Last year at this time, I talked to you about the constitutionality of Christian nativity scenes under the Establishment Clause of the First Amendment of the United States Constitution. I told you how the rule evolved over time to allow nativity displays in public places, but only if they are deemed to serve secular purposes such as celebrating a holiday or depicting the origins of that holiday. The displays that have passed constitutional muster in recent years have all included non-Christian symbols, like plastic reindeer, leading some to derisively call the current state of the law on this subject the ‘reindeer rule’. I showed you how, through the wizardry of Supreme Court jurisprudence, the Establishment Clause – which, on its face, has nothing to do with passive religious displays – is now the ‘endorsement clause’ – Congress shall make no law constituting an endorsement of religion, or appearing to favor one religion over another. Originally, the Establishment Clause was addressed to situations, like in my own state of Virginia, where the government in colonial times had ordered everyone to attend a particular church and had even paid the ministers. That’s the establishment of a state religion, no question about it.

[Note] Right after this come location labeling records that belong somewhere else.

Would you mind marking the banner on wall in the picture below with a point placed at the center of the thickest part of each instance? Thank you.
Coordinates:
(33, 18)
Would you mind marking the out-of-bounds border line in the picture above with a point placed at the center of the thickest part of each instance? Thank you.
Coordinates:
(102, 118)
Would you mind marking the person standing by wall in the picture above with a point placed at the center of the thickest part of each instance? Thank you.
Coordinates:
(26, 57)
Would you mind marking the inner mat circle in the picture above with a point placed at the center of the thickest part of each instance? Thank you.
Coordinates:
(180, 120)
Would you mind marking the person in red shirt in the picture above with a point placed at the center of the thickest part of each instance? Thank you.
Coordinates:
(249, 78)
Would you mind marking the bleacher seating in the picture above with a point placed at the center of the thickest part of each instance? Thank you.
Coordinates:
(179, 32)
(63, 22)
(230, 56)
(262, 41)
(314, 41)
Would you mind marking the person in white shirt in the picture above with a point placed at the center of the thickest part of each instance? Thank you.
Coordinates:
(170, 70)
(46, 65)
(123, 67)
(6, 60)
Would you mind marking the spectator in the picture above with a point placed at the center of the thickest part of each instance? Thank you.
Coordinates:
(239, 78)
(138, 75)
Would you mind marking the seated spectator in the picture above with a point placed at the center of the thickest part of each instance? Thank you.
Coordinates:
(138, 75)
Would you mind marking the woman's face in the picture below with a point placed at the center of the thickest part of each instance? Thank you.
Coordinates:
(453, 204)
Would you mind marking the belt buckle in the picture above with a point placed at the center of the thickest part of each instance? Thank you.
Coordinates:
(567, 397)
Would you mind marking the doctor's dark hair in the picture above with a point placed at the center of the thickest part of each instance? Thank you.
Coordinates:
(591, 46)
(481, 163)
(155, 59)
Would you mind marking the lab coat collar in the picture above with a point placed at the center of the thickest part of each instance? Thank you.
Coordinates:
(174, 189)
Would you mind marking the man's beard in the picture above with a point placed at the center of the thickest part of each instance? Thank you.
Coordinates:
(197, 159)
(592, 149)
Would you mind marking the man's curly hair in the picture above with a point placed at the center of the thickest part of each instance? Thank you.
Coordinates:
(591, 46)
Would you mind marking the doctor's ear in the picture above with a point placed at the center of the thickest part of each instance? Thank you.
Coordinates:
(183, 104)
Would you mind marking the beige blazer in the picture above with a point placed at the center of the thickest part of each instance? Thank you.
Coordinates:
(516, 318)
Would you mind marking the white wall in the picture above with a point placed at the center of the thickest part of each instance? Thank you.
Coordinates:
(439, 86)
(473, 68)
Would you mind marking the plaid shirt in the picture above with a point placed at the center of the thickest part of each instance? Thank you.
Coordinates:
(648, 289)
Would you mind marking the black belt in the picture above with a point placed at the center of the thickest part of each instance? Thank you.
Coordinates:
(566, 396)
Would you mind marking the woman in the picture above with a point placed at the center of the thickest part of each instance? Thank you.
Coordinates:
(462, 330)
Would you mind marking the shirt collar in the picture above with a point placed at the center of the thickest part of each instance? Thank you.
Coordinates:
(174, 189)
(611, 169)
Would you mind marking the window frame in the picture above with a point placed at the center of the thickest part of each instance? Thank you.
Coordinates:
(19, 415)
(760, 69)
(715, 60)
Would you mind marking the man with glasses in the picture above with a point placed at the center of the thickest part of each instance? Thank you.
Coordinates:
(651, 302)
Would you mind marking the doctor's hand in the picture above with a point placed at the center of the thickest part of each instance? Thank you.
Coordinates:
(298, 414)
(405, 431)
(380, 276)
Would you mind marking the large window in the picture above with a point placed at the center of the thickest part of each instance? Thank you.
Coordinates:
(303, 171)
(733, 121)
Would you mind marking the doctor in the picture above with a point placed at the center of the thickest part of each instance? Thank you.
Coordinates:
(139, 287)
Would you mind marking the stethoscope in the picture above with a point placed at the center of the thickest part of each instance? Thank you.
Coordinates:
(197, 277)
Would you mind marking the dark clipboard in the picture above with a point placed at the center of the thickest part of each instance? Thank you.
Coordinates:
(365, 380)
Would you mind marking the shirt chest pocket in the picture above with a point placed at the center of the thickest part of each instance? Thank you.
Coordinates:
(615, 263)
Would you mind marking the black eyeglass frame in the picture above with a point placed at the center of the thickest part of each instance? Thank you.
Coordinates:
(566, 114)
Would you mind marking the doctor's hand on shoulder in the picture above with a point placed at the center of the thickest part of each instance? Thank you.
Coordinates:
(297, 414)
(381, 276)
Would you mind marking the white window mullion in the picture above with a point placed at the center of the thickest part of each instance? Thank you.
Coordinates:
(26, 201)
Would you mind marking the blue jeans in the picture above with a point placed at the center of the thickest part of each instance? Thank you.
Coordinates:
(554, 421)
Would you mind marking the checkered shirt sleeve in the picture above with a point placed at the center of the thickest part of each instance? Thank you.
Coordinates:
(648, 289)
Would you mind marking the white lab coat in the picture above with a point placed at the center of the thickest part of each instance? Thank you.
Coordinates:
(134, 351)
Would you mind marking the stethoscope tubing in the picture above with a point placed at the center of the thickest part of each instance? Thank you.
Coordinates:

But now that Pandora’s Box has been opened – can I say that without endorsing Greek mythology? - the issue will probably never go away. Three current situations show how the battle continues. In the first, a 4-foot Satanic statue is now on display in the Illinois state capital building alongside a nativity scene. The Satanic Temple of Chicago – which says it’s merely a benevolent association – applied to display the statue and the Illinois state government decided the group has the same rights as any other religious organization, so its display could not be censored. The Satanic Temple says it does not actually worship Satan; it’s just a group of atheists, humanists, and free speech activists. So how is that a religion? The Supreme Court has never really defined ‘religion’ beyond saying it must be a set of sincerely held beliefs, no Deity required. [Chemerinsky, Constitutional Law: Principles and Policies (4th ed. at 1231-34]. Atheism and humanism certainly qualify under that loose definition.
The second situation involves a 4-story tall World War One memorial in the shape of a cross in a Maryland suburb of Washington, D.C. The Fourth Circuit Court of Appeals emphasized the Christian origins of the memorial in ruling that it violates the Establishment Clause and must be removed. [American Humanist Association v. Maryland-National Capital Park & Planning Commission] That case is now in the Supreme Court.
The third situation involves a cross that has been in a Pensacola city park for 75 years without controversy, up until now. A three-judge panel of the 11th Circuit has ruled that the cross must come down. The city wants the Supreme Court to take the case, arguing that long public acceptance of the cross is enough to make it kosher under previous Supreme Court precedents and, further, that the passage of time before any legal challenge was mounted indicates that just about nobody considers the cross to be an ‘establishment’ of religion. As of this writing, the Supreme Court has not indicated whether it will take the case.
From time to time on these webinars, I have criticized the Supreme Court for deviating from the Founders’ design. When the Supreme Court stopped requiring active measures imposing a state religion to make out violations of the Establishment Clause, and veered off into deciding whether passive religious displays endorse religion, it opened the door to an endless stream of cases where it would have to decide on fine shadings of fact what is and what is not an ‘endorsement’. How many reindeer are enough? None of this would be necessary if the Supreme Court had stuck to the original meaning of the word ‘establishment’ in the first place.
But that’s just me. Like I said, this issue isn’t going away. See you same time, a year from now.